PyData NYC 2024

Use ARTKIT to Automate and Scale Up Your LLM Evaluation Process
11-07, 14:35–15:15 (US/Eastern), Central Park East

Since late 2022, Large Language Models (LLMs) have become an integral part of our daily lives, propelled by the rise of ChatGPT. Amid continuous media coverage, companies like Nvidia have experienced stock surges, and individuals have adjusted their work and study habits in response to these developments. However, many organizations remain hesitant to adopt LLMs and Generative AI (GenAI) at scale, primarily due to insufficient comprehensive experimentation and testing. There is a concern that deploying LLMs/GenAI without proper alignment to business needs could incur reputational or legal risks.

At Boston Consulting Group (BCG), we've been assisting numerous clients in navigating the LLM/GenAI landscape since late 2022. Unlike other AI applications, we've encountered challenges in finding suitable tools for testing LLM/GenAI systems. In response, we've developed an open-source Python package, ARTKIT, designed to facilitate automatic and scalable testing of LLMs/GenAI. In this talk, we'll share BCG's broader Responsible AI(https://www.bcg.com/capabilities/artificial-intelligence/responsible-ai) efforts and introduce ARTKIT(https://github.com/BCG-X-Official/artkit) to the PyData community.
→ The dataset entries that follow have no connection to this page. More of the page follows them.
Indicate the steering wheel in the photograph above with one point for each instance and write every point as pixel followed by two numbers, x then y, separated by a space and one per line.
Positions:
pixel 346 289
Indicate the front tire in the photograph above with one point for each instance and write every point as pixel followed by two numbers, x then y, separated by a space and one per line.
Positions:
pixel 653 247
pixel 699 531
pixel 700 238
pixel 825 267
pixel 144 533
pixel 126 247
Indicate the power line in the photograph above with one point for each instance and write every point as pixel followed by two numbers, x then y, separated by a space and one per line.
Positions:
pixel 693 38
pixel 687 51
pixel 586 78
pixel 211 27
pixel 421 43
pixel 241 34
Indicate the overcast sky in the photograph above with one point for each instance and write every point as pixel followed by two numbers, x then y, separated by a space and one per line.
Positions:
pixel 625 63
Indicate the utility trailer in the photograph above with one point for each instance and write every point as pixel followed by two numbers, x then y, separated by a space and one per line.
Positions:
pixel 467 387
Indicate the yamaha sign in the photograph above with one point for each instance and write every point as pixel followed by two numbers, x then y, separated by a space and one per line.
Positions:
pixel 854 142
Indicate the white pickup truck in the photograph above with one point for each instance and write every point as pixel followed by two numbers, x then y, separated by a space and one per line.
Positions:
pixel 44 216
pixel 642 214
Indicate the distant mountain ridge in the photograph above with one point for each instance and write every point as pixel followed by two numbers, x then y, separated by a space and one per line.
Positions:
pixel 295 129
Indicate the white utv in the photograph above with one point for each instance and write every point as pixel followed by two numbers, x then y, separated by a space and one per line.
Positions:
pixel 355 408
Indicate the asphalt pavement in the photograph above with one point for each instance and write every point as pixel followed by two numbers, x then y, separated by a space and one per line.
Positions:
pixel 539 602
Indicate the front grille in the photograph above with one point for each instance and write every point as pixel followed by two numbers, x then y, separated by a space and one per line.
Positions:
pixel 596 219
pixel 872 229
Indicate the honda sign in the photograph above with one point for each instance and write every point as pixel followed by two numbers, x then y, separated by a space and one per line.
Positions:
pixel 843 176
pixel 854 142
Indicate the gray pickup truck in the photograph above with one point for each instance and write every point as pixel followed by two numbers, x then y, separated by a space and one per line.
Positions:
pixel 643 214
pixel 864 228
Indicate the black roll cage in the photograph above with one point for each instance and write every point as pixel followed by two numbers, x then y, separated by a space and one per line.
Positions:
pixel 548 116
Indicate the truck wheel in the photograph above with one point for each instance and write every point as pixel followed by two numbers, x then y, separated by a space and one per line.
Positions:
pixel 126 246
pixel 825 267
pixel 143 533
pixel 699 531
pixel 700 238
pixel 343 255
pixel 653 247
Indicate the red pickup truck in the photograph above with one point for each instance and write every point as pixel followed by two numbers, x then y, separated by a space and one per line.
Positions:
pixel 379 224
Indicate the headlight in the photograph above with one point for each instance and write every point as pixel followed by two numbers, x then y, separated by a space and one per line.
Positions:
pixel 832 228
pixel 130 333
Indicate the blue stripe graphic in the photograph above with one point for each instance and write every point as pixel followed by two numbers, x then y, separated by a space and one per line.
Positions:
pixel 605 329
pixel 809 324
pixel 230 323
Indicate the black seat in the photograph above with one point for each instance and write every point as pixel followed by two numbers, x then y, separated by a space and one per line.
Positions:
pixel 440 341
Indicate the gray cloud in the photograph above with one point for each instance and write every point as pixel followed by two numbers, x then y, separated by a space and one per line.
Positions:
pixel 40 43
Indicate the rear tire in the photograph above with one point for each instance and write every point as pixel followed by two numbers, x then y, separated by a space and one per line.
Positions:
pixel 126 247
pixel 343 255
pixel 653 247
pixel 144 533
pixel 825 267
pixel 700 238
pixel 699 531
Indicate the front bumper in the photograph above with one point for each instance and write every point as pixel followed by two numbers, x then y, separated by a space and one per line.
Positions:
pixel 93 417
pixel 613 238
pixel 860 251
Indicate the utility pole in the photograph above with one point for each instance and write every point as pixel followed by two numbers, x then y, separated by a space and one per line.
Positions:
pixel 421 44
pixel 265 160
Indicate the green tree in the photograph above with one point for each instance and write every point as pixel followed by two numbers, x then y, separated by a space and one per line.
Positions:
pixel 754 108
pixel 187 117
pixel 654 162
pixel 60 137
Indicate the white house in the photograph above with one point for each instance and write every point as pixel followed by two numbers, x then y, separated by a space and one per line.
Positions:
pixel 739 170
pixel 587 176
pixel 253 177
  1. Responsible AI at BCG (10 minutes)
  2. Introduction and Tutorial to ARTKIT (20 minutes)
  3. Case Study Sharing (10 minutes)
  4. Q&A Session (10 minutes)

Prior Knowledge Expected

Previous knowledge expected

I'm a Lead Data Scientist at Boston Consulting Group. I specialize in building advanced analytics, Machine Learning and AI/GenAI solutions. I've served clients in financial services, retail, fashion, and auto industry in North America and China. I'm passionate about building products and creating values from data and technologies. I have led 3-20 people across functional team and delivered solutions in areas such as GenAI, computer vision, NLP, and personalization. I'm experienced in developing GenAI solution, evaluating and improving the solution with Responsible AI mindset.

Before BCG, I worked in Silicon Valley in a Fintech company as an engineer/data scientist.

Kevin Slater is a Senior Data Scientist at Boston Consulting Group. He has over five years experience delivering ML / AI solutions for clients across multiple industries, including aviation, manufacturing, and supply chain management. He is passionate about Responsible AI and has enjoyed helping teams design and implement their GenAI Testing & Evaluation strategies.

Prior to BCG, Kevin was a Quantitative Strategist at Goldman Sachs with a focus on inventory management. He has a degree in Physics and Mathematics from the University of Chicago.